O presidente Luiz Inácio Lula da Silva afirmou neste domingo (19) que os efeitos da guerra envolvendo o Irã têm sido limitados no Brasil, mesmo diante da alta global do petróleo. A declaração foi feita durante discurso na abertura da Feira Industrial de Hannover, na Alemanha.
Segundo Lula, o país está entre os menos impactados pelo cenário internacional. “O Brasil é um dos países menos afetados pela maluquice da guerra feita com o Irã. Nós não estamos sofrendo o aumento do preço do petróleo como muitos países estão sofrendo, porque o governo tomou medidas, e o Brasil só importa 30% dos seu óleo diesel”, declarou.
O presidente também destacou a urgência de acelerar a transição energética e reduzir a dependência de combustíveis fósseis. Nesse contexto, afirmou que o Brasil tem potencial para liderar a produção de energia limpa, com destaque para o desenvolvimento do hidrogênio verde.

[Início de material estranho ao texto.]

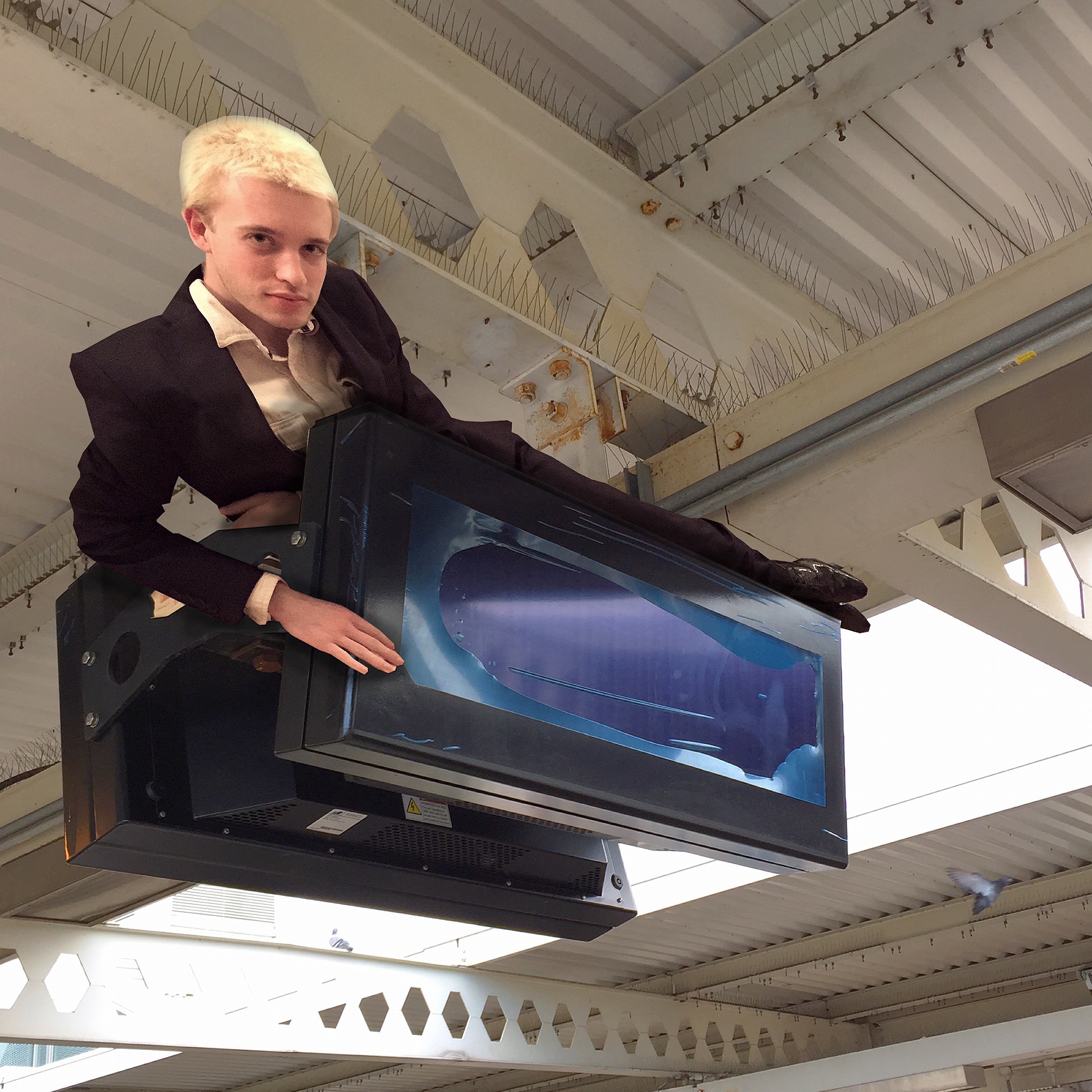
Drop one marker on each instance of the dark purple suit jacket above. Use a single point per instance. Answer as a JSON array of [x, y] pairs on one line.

Durante o evento, Lula defendeu ainda mudanças no comércio internacional, sugerindo a “refundação” da Organização Mundial do Comércio. Ele criticou barreiras impostas a produtos brasileiros e rebateu questionamentos sobre a sustentabilidade da produção agrícola. “É preciso combater narrativas falsas a respeito da sustentabilidade da nossa agricultura. Criar barreiras adicionais ao acesso de biocombustíveis é contraproducente, tanto do ponto de vista ambiental quanto do ponto de vista energético”, afirmou.
O presidente também disse que o Brasil pretende avançar no uso de tecnologia para promover desenvolvimento sustentável e não se limitar à exportação de matérias-primas estratégicas.
Na mesma agenda, Lula fez críticas indiretas ao presidente dos Estados Unidos, Donald Trump, ao defender maior responsabilidade nas decisões globais. “Não podemos permitir que o mundo se curve ao comportamento de um presidente que acha que por e-mail ou por tweet ele pode taxar produtos, punir países e pode fazer guerra”, disse.
Por fim, ressaltou a disposição do Brasil em ampliar o diálogo econômico com a Alemanha e afirmou que a relação com o premiê Friedrich Merz é institucional e aberta a temas como inteligência artificial e minerais críticos. “Quando você age como chefe de Estado, queria dizer ao primeiro-ministro Merz que o Brasil está de braços abertos para discutir qualquer tema com a Alemanha. Sobretudo o tema de inteligência artificial, data centers, minerais críticos e terras raras, não tem veto para discutir com a Alemanha”, completou.